Отвернувшись, мальчик принялся перемешивать угли. Ночной туман пробирался под одежду, и Хидэёси подошел поближе к очагу:
– Позволь мне немного погреться.
Мальчик промолчал, бросив на него хмурый взгляд исподлобья.
– Холодная ночь, верно?
– В горах всегда так, – ответил мальчик.
– Послушай, служка!
– Никакой я не служка! Это не храм! Я – ученик господина Хамбэя!
– Ха-ха-ха!
– Ничего смешного!
– Извини.
– Ступайте прочь! Если хозяин узнает, что здесь были посторонние, он меня накажет.
– Не бойся! Все будет хорошо. Я извинюсь за тебя перед твоим господином.
– Вы действительно хотите повидаться с ним?
– Обязательно. Или ты думаешь, что, забравшись так высоко, я уйду ни с чем?
– В Овари все грубияны. Вы ведь из Овари, так?
– Ну и что в этом плохого?
– Мой господин ненавидит людей из Овари. И я тоже. Овари – вражеская провинция, правильно?
– Да.
– Вы проникли в Мино тайно? Значит, что-то здесь разнюхиваете. Если вы просто путник, уходите немедленно! Вы рискуете жизнью.

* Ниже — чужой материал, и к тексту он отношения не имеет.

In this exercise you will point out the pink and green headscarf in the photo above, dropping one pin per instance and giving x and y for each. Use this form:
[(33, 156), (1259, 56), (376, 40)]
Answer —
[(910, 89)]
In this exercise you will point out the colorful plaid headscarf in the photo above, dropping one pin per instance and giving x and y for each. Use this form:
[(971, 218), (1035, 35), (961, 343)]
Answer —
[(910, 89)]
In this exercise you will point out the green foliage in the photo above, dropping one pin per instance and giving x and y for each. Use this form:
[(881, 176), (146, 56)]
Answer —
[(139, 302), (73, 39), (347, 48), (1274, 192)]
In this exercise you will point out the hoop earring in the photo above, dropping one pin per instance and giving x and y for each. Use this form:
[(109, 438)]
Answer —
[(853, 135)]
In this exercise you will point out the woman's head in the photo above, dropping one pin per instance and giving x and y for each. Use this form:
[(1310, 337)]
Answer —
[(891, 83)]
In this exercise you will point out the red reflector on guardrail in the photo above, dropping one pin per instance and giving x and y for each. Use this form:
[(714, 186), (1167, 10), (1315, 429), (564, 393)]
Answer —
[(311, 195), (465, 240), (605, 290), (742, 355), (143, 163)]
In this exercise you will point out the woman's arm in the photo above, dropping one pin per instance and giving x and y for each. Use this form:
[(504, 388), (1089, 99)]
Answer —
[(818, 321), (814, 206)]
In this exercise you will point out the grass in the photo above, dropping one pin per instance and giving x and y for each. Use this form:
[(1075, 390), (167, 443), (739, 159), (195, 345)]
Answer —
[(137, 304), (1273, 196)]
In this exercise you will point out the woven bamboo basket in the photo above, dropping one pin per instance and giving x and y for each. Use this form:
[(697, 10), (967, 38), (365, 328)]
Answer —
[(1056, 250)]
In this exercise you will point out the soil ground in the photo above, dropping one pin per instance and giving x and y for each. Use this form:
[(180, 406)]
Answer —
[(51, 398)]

– Никуда я не пойду. Мне нужен твой господин.
– Зачем?
– Я пришел просить его о встрече.
– О встрече? Хотите стать его учеником? Учеником вроде меня?
– Ну да… в некотором смысле. Нам надо с тобой подружиться. Доложи обо мне господину, а я пока пригляжу за очагом. Не беспокойся, у меня получится.
– Никуда я не пойду.
– Не сердись. А кто это в доме кашляет? Не твой ли хозяин?
– У него всегда кашель по ночам. Здоровье слабое.
– Выходит, он дома. Значит, ты меня обманул.
– Какая вам разница, дома он или нет. Он все равно вас не примет. Он вообще никого не принимает, из какой бы провинции к нему ни пришли.
– Буду ждать своего часа.
– Потом как-нибудь придете.
– Мне хорошо здесь и тепло. Побуду у очага, пока мне не надоест.
– Шутите! Немедленно уходите!
Мальчик вскочил на ноги, готовый наброситься на врага, но, поглядев в улыбчивое лицо Хидэёси, освещенное багровым пламенем очага, он против воли перестал сердиться. Он смотрел на незваного пришельца с возрастающей симпатией.
– Кокума! Кокума! – послышалось из глубины дома.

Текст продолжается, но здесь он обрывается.